Al levantar la vista lo primero que vi fueron las estanterías repletas de discos de bandas sonoras del cine español. Con los pies encharcados comencé a caminar entre las estanterías. Mis zapatos sonaban igual que los maullidos que un pequeño gato recién nacido. Noté que alguien me observaba a mis espaldas, así que me giré rápidamente y, al hacerlo, me di de bruces con un hombre que me sujetó las muñecas al chocarme contra él:

– Parece que fuera llueve – dijo con sorna en la mirada.

– Si, un poco

Al decir esto, ambos rompimos a reír exageradamente.

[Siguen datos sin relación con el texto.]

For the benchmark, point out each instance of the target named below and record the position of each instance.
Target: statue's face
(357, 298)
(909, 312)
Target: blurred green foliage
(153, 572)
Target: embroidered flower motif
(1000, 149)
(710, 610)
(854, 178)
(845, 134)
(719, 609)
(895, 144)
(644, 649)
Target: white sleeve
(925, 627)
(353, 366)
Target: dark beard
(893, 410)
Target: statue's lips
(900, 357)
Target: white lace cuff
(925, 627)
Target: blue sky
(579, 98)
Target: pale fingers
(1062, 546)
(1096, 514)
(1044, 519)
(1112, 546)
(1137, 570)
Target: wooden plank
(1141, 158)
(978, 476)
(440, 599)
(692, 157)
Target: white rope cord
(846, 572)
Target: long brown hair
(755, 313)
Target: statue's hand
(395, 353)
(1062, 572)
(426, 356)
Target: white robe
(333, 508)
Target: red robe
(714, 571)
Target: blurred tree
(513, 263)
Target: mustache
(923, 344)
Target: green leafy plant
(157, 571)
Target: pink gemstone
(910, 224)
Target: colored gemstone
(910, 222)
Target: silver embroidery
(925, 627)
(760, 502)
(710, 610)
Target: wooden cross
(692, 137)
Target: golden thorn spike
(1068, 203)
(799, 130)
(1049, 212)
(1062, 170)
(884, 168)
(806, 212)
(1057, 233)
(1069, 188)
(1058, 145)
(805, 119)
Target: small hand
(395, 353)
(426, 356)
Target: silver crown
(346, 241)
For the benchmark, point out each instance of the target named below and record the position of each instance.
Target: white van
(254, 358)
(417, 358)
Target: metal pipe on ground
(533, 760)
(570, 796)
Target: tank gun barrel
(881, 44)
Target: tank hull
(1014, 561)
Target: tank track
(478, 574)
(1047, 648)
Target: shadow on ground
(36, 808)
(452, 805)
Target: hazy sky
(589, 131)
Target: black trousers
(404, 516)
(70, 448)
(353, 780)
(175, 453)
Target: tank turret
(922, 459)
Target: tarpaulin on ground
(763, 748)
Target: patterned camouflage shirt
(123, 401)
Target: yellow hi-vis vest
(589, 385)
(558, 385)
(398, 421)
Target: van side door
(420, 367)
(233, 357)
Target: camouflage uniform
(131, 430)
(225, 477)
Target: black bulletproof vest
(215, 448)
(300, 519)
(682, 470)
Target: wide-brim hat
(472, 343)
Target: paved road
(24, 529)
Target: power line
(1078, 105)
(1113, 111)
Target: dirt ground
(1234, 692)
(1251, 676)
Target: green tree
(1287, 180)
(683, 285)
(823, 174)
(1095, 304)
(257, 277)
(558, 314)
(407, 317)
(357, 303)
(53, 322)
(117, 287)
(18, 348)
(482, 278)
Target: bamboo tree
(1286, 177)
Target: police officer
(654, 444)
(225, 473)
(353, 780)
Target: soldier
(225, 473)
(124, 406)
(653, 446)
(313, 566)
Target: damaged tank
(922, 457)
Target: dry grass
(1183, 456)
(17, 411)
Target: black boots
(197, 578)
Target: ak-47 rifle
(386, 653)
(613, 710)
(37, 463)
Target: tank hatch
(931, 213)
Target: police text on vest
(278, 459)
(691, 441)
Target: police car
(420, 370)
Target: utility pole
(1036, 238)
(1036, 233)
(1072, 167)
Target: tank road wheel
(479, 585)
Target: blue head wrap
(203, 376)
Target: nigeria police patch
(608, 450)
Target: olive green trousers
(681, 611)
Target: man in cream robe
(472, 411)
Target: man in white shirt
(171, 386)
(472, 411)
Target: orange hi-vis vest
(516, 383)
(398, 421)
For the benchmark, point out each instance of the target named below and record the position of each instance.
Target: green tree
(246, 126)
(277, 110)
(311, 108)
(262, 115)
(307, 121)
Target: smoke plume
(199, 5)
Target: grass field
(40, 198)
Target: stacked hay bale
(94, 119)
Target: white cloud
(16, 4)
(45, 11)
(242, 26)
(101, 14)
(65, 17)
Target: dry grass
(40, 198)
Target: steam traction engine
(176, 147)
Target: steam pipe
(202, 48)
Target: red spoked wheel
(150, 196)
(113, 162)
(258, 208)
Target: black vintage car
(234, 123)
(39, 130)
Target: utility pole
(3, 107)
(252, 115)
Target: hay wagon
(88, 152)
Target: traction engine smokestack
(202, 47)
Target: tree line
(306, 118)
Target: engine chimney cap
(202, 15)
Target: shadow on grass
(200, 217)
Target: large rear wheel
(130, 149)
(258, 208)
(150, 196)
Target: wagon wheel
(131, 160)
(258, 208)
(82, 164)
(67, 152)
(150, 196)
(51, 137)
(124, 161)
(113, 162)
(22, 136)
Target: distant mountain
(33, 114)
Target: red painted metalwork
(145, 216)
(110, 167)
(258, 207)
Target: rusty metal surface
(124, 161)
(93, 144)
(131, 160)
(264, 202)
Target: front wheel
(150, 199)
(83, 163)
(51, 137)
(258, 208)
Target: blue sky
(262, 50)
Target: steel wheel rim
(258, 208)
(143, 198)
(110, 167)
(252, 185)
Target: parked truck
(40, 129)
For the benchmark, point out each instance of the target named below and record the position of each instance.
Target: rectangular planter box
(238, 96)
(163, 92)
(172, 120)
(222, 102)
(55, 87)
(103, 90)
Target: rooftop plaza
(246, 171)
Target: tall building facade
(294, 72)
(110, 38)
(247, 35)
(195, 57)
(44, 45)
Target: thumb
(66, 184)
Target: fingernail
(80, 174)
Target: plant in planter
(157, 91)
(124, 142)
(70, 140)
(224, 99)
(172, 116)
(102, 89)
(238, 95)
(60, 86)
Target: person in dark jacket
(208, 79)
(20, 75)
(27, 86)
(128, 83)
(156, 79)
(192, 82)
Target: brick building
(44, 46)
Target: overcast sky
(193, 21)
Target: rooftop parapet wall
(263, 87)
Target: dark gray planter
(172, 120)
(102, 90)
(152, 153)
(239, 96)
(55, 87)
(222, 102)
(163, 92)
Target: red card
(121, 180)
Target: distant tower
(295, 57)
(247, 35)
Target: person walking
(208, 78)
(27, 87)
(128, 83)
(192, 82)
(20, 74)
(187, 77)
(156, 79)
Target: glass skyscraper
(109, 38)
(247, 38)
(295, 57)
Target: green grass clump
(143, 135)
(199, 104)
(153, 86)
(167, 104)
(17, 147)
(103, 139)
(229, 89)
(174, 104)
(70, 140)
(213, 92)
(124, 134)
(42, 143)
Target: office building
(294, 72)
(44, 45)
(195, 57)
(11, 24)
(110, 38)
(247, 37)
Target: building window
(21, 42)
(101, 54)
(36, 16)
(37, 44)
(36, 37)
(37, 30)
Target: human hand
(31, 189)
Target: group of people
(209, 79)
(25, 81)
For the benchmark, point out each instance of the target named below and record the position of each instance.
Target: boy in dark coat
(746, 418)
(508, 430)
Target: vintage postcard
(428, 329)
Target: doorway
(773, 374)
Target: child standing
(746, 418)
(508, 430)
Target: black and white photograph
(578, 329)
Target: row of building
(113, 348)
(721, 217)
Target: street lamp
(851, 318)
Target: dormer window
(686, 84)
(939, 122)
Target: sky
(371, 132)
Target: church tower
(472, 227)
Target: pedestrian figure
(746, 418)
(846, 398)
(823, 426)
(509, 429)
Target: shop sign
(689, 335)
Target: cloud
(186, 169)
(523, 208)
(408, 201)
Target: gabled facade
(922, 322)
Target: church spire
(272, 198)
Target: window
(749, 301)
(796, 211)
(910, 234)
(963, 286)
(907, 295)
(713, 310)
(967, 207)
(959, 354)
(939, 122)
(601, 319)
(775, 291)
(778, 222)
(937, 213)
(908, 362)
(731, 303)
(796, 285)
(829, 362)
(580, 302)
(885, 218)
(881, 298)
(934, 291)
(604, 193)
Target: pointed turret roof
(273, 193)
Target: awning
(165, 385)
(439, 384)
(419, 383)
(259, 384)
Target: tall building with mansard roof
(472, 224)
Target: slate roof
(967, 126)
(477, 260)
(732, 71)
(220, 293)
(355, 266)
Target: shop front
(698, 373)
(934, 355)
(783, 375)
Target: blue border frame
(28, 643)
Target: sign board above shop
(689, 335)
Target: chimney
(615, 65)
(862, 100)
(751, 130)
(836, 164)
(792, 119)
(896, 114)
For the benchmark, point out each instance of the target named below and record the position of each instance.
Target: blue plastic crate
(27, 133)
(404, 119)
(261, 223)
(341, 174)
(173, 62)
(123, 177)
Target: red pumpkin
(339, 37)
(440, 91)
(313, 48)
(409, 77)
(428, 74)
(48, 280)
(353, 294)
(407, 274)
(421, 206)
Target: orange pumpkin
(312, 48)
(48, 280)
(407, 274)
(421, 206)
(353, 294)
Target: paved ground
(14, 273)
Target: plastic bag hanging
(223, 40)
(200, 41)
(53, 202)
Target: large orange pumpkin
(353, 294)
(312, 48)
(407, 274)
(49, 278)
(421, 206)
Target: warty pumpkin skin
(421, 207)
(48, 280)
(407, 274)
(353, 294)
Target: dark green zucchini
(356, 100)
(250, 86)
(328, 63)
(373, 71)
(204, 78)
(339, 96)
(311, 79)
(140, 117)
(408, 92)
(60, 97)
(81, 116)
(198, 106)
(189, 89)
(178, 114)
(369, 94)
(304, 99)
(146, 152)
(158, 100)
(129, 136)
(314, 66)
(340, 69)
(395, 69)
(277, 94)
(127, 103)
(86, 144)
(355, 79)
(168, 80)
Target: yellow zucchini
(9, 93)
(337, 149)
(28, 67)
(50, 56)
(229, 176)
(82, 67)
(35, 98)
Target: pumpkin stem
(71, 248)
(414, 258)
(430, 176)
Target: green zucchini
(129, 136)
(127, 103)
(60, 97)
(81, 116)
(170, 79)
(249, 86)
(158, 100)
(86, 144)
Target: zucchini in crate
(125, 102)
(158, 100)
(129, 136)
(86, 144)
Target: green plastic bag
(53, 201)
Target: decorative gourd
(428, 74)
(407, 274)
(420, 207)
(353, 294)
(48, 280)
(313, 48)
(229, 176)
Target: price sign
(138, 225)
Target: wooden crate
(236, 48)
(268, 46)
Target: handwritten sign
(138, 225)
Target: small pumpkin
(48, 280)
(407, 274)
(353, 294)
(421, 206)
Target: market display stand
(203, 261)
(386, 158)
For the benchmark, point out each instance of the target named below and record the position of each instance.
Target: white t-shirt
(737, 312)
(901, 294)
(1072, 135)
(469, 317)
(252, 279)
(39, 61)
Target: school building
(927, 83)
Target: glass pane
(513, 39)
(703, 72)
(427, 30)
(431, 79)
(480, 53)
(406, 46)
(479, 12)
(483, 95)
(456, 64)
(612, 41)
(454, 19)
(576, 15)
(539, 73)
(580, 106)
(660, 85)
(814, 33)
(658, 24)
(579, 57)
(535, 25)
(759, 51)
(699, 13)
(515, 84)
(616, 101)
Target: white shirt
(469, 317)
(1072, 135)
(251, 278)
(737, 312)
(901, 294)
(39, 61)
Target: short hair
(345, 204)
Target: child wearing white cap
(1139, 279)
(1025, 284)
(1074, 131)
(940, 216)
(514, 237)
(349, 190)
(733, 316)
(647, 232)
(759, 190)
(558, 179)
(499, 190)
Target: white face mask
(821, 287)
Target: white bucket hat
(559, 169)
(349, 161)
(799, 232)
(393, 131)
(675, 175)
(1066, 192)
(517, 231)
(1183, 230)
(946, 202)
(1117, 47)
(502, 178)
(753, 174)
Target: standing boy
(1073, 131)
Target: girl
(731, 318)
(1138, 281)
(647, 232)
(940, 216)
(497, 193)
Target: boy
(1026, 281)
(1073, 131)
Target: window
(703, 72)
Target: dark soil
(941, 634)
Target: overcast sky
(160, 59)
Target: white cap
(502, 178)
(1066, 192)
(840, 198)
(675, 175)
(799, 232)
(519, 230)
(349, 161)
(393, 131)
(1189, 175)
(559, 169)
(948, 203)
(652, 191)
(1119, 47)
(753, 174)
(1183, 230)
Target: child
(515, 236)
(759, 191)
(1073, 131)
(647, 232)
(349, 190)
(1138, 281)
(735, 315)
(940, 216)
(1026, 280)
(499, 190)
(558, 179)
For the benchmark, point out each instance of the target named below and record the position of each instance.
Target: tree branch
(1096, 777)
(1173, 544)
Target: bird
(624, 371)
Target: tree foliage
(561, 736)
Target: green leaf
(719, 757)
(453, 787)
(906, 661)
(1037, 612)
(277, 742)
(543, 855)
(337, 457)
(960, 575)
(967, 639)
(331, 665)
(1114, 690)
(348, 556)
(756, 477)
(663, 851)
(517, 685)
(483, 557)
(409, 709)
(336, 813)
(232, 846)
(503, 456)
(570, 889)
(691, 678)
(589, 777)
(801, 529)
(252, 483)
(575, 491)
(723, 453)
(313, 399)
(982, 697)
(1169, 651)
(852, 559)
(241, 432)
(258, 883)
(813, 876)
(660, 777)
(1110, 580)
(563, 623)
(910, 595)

– Espero que no te ofendas, pero te ríes como las brujas – le dije pendiente de su reacción mientras me seguía rienda pero esta vez de él.

– Al menos yo no estoy hecho una sopa. Vas a coger una pulmonía

Tal vez fue la lluvia, o quizás el cansancio que me hizo delirar, pero empecé a quitarme toda la ropa hasta quedarme desnuda, y entonces coloqué uno de mis brazos en mi cadera y me quedé mirándolo fijamente. Se acercó a mi, puso su mano sobre mi hombro izquierdo, acariciándolo y se aproximó a mis labios. Cuando su boca rozó la mía, me aparté y fui corriendo entre las estanterías hasta despistarle. Me llamó para que volviera con él, me dirigí hacia donde estaba, le hice una seña para que se acercara a mi y cuando estaba a un metro de mi cuerpo, abrí la puerta que estaba a mi derecha y desaparecí. Resultó que la bruja era yo.